The set cover problem [\[1\]](#setcoverwiki) represents a well-known problem in the fields of combinatorics, computer science, and complexity theory. It is an NP-complete problems.

The problem presents us with a universal set, $\displaystyle U$, and a collection $\displaystyle S$ of subsets of $\displaystyle U$.

The goal is to find the smallest possible subfamily, $\displaystyle C \subseteq S$, whose union equals the universal set.

Formally, let's consider a universal set $\displaystyle U = {1, 2, ..., n}$ and a collection $\displaystyle S$ containing $m$ subsets of $\displaystyle U$, $\displaystyle S = {S_1, ..., S_m}$ with $\displaystyle S_i \subseteq U$.

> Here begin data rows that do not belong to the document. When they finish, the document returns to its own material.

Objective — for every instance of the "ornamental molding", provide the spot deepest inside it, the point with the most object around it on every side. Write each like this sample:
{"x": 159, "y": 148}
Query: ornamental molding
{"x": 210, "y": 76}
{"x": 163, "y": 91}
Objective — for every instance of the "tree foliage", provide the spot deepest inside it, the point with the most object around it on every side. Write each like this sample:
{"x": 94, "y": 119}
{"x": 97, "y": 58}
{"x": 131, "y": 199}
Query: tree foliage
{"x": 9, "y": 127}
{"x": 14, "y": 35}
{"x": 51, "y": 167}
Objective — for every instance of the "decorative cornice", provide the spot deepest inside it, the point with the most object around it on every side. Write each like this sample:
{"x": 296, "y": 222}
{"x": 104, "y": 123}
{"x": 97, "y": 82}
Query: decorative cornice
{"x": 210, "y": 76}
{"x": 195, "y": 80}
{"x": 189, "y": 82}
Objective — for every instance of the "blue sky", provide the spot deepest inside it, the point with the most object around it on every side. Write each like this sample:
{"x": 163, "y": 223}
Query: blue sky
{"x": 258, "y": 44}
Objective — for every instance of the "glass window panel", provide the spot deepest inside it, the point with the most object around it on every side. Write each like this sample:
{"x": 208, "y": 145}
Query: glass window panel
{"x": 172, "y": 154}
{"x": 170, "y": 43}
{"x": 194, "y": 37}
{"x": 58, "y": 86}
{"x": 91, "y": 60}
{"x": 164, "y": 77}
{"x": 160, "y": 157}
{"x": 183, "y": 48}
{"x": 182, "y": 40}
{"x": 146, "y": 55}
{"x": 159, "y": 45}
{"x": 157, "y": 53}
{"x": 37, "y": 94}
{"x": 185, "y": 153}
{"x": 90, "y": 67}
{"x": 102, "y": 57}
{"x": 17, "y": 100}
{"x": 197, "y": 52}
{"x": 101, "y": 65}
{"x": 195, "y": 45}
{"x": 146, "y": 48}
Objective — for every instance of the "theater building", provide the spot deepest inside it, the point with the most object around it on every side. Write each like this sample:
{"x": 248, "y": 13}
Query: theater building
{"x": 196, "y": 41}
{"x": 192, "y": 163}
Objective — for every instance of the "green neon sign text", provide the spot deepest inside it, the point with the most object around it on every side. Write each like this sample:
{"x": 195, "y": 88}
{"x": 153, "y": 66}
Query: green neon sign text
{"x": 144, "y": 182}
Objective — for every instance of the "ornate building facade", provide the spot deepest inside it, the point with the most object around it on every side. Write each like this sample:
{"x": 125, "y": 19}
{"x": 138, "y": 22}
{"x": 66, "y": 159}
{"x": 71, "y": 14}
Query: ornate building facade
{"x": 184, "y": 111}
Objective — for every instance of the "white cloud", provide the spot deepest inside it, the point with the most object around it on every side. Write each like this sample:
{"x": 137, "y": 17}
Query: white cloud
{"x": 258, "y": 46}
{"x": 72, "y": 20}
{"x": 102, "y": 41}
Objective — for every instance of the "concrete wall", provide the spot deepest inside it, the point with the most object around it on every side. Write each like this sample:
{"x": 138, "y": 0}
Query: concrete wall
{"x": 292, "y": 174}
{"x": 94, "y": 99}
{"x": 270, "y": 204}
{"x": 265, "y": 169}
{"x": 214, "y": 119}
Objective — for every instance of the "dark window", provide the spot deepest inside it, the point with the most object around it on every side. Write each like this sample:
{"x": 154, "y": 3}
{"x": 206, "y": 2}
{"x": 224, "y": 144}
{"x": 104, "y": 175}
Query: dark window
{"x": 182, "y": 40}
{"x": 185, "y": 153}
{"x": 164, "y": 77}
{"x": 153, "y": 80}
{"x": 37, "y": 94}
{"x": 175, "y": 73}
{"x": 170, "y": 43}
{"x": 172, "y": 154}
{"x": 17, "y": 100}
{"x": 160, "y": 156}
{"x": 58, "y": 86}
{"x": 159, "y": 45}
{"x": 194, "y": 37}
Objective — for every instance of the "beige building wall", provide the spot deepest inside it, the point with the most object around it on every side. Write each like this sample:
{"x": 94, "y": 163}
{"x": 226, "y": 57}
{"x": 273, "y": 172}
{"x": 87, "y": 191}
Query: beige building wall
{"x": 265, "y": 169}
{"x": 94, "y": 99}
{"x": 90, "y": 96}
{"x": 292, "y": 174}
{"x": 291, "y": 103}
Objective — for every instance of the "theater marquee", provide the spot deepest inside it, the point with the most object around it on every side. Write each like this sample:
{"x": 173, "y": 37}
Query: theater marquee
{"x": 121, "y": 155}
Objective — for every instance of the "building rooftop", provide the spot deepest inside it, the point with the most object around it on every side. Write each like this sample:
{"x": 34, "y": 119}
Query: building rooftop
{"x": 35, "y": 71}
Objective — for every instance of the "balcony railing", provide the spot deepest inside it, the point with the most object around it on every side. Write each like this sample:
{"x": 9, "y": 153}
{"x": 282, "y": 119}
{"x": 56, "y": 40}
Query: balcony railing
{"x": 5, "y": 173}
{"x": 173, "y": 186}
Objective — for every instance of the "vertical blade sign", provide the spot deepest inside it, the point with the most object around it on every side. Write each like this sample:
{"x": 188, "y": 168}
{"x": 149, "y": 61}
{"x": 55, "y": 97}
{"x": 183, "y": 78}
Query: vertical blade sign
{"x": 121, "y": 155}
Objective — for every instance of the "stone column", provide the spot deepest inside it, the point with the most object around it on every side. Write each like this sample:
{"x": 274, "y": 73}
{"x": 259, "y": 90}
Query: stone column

The challenge of the set cover problem is to find a subset $\displaystyle C$ of $\displaystyle S$ of minimal size such that $\displaystyle \bigcup_{S_i \in C} S_i = U$.

## Solving with the Classiq platform

We go through the steps of solving the problem with the Classiq platform, using QAOA algorithm \[[2](#qaoa)].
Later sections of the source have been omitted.